Oh no! and here comes Mrs. Dandapani, our Mathematics teacher. She loves to paint my notebooks red and yes I already know I am terrible at this. You don’t have to remind me every single day! ‘ Mathematics needs practice.’ Oh yes, I practice and I work very hard trying to do the same sums over and again. I seem to get nowhere though. She too wants some more equations sorted from this chapter on Algebraic Equations. ‘Pindrop silence,’ there she goes again…

Those were some ramblings from my school days. I happened to be an ‘out-standing student’ usually found standing punished outside the class or practising for school co-curricular events simply to skip lessons of teachers I didn’t like.

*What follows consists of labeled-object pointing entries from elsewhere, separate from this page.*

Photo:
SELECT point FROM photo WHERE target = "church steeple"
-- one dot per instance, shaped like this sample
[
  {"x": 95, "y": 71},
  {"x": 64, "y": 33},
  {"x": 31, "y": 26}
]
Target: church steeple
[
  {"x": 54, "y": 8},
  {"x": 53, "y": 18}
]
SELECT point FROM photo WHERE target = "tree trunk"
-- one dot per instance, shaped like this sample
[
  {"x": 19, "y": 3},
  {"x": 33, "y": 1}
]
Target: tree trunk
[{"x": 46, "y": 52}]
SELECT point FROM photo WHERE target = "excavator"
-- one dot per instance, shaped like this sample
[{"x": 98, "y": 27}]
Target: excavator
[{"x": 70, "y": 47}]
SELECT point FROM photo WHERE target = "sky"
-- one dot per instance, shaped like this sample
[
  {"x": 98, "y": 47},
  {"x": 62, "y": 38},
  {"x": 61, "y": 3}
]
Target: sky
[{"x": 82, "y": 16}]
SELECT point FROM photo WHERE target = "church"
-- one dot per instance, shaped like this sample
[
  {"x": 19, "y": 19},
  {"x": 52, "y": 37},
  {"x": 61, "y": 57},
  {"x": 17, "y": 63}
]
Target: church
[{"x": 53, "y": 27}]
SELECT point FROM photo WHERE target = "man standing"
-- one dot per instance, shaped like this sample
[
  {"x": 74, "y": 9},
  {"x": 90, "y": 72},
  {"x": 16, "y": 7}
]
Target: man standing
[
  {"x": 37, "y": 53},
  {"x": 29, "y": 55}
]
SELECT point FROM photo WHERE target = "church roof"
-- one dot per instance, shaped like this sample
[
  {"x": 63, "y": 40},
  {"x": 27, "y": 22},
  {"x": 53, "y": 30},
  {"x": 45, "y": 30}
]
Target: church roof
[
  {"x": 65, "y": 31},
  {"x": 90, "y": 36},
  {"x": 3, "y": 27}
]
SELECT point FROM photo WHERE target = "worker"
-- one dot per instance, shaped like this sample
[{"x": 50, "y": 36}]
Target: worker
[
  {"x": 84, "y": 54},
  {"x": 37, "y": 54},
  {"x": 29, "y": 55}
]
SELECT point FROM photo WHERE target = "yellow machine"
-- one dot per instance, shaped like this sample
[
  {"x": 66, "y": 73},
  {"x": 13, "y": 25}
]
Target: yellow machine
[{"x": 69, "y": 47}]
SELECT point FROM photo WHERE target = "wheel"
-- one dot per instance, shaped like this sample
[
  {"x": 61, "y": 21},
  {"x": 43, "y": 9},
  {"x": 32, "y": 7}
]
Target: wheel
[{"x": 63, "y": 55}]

Talkative me couldn’t sit there in silence for 8 long hours for sure. Notorious me spent that energy finding ways to disrupt the lack-lustre school routine. I found positive as well as negative ways out. From Leadership Training service, sports, dance and dramatics to leaving a burning cigarette in the Biology lab skeleton’s mouth, school days made for interesting tales throughout.

Here I am now, on the other side of the fence. Ooops I am a mother, a teacher! And well, I seem to remember zilch out of whatever I crammed to get those good marks at school. Yes, I managed to score those. Wasn’t it supposed to prepare me for life? Why do I feel so ill-prepared then for everything?